You heard me right. Napa Valley had become a Mecca for great cocktails thanks to rock stars such as Scott Beattie of Goose and Gander, mixologists at Solage Calistoga, Redd, Ad Hoc (I dream of their Bloody Marys), Morimoto, Fagiani's, etc. For a fantastic (and inexpensive) Margarita, try La Condesa in St Helena.
Health and Wellness
Should your trip's motto be "healthy body, healthy mind and spirit" Napa offers a logical choice yet again. Most upscale hotels offer modern gyms, full service spas, yoga and wellness classes, some have phenomenal golf courses, tennis courts, etc. You can grab a bike and go for a ride along idyllic countryside or lay out by the pool. Charming Calistoga is famous for its hot springs, mineral pools; mud baths that should get you relaxed enough to forget the meaning of stress for a while.
Blend your own wine
Wineries such as Judd, District 4, Raymond, Mondavi, Franciscan, Conn Creek, and Paraduxx all offer a chance of being a winemaker for a day at the end of which you will boast your very own custom wine. Raymond Vineyards, for instance, will outfit you with a shiny lab coat and sit you in a stainless steel room with black lighting where you would use professional equipment to make as much wine as you want to take home.
Food and Wine events
Napa is home to some of the best food and wine events is the country, so you may consider planning the timing of your trip to coincide with one or more of them. This week is one of the most exciting weeks of the year when the largest Napa Valley fundraiser, Napa Valley Wine Auction, takes place. For all its glitz and glamour, it is really a charity event that raises funds for the local community, with a strong emphasis on healthcare for immigrant workers. Monumental effort goes into the event which set and broke many of its own fundraising efforts.
There is a very good reason why guests who have all the choices in the world are so eager to contribute to Napa community. Yes, there is a prestige by association, but dig deeper and you will see that the real reason is how unique and special they are made to feel. Great hospitality is an art form and combined with unparalleled food, wine and fellowship it is simply irresistible.
Some other festivals worth considering are The V Foundation Wine event, which is celebrating its 16th Anniversary of raising funds for cancer research; Flavor! Napa Valley, Mustard Festival, A Taste of Yountville, Justin Siena Wine Auction, Tour de Cure, Walk Through the Vineyards, Art in The Park, Festival del Sole, Mondavi and Staglin Music Festivals, Stag's Leap Vineyard to Vintner, BASH St Helena, and many, many more.

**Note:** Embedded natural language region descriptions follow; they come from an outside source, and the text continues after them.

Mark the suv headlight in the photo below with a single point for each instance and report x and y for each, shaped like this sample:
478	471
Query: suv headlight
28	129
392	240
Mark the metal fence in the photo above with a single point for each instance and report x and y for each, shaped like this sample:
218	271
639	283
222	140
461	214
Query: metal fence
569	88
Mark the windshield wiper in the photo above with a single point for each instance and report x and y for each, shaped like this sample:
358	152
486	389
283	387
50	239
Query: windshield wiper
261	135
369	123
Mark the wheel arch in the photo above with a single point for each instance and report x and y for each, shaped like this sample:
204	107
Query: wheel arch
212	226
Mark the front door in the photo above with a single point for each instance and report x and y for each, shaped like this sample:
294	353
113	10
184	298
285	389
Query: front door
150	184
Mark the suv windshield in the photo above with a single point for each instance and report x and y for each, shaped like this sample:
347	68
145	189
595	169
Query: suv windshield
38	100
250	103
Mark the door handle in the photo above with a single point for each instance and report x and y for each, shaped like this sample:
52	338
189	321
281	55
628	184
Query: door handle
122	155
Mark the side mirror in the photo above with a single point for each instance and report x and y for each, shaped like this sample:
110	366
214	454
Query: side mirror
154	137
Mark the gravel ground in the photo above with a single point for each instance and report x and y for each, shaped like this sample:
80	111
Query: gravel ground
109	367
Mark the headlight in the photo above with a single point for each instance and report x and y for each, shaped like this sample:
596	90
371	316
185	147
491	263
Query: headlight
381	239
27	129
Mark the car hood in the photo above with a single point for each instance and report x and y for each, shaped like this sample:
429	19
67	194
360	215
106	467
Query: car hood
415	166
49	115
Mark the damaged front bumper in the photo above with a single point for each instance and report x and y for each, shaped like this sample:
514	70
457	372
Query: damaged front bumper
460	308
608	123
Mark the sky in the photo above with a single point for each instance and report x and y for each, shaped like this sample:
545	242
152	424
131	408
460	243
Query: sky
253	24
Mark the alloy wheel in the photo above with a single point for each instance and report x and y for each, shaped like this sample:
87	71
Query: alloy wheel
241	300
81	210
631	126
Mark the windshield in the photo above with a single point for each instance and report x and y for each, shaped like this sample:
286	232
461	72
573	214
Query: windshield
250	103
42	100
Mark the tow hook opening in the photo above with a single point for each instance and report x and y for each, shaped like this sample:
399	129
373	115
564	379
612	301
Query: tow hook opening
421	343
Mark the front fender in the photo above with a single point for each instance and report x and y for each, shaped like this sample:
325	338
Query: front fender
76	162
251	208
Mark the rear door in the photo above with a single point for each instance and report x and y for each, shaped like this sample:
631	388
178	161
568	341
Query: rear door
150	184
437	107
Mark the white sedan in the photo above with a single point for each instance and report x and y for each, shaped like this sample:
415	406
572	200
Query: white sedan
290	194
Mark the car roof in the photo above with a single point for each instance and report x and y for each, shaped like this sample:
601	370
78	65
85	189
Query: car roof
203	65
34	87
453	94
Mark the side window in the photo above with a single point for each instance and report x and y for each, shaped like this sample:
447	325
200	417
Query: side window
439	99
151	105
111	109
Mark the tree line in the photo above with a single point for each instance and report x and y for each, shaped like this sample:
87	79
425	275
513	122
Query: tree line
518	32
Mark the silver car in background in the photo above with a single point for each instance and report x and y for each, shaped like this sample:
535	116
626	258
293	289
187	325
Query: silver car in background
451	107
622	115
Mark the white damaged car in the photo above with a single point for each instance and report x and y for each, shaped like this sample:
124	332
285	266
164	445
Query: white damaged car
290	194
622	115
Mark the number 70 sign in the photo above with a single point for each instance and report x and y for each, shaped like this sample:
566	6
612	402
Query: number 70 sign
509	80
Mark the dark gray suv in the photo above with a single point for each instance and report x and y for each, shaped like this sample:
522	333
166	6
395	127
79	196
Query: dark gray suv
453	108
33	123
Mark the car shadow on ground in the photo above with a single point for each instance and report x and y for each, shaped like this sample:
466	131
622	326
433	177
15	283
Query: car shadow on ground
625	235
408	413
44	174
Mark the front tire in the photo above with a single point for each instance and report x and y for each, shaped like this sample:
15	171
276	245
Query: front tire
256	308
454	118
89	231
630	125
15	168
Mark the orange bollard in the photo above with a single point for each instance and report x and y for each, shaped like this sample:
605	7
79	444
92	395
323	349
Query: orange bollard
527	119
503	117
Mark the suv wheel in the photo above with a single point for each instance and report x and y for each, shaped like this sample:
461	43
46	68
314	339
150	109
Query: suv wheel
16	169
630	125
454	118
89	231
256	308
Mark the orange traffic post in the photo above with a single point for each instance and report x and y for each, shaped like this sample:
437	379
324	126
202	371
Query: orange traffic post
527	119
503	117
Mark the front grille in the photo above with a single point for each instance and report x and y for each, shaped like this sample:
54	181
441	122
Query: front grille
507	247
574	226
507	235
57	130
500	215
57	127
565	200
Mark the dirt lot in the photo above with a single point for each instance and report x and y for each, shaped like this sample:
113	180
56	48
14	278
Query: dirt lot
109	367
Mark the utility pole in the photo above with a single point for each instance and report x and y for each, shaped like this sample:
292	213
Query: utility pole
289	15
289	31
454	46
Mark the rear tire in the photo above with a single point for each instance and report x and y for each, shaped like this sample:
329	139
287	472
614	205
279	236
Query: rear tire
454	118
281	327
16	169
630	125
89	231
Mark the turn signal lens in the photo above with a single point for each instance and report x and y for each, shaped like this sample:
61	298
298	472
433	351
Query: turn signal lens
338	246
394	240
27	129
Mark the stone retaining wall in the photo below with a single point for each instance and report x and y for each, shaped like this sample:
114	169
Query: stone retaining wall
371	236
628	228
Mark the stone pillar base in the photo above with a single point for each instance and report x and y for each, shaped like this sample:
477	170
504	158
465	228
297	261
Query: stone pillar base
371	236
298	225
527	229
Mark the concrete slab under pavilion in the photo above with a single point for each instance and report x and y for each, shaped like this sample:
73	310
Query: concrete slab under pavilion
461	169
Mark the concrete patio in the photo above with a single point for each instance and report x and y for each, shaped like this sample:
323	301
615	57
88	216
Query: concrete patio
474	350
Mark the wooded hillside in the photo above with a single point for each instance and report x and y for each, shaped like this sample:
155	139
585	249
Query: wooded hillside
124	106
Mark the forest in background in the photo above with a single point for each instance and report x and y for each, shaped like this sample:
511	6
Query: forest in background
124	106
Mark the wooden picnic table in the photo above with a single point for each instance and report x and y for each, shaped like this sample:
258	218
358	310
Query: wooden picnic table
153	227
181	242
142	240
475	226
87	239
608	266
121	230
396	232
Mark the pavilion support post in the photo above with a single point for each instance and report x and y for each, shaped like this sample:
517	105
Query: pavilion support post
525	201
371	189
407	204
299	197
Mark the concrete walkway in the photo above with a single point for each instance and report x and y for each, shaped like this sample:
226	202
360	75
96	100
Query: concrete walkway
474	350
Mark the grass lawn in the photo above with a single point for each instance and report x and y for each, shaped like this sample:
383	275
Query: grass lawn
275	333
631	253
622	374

Or consider taking a course at CIA, Culinary Academy at Greystone and sharpen you knife and wine skills, be taught in a state-of-the-art facility by top notch instructions from one of the country's most prestigious culinary schools in a glorious wine country setting.
Napa Valley is what you make of it. You can take a safe route, hire a limo and be taken to some of the most obvious destinations. Or you can figure out what appeals to you and invest into a trip that will become a revelation and a lifetime memory. I have, and I haven't stopped coming back for more.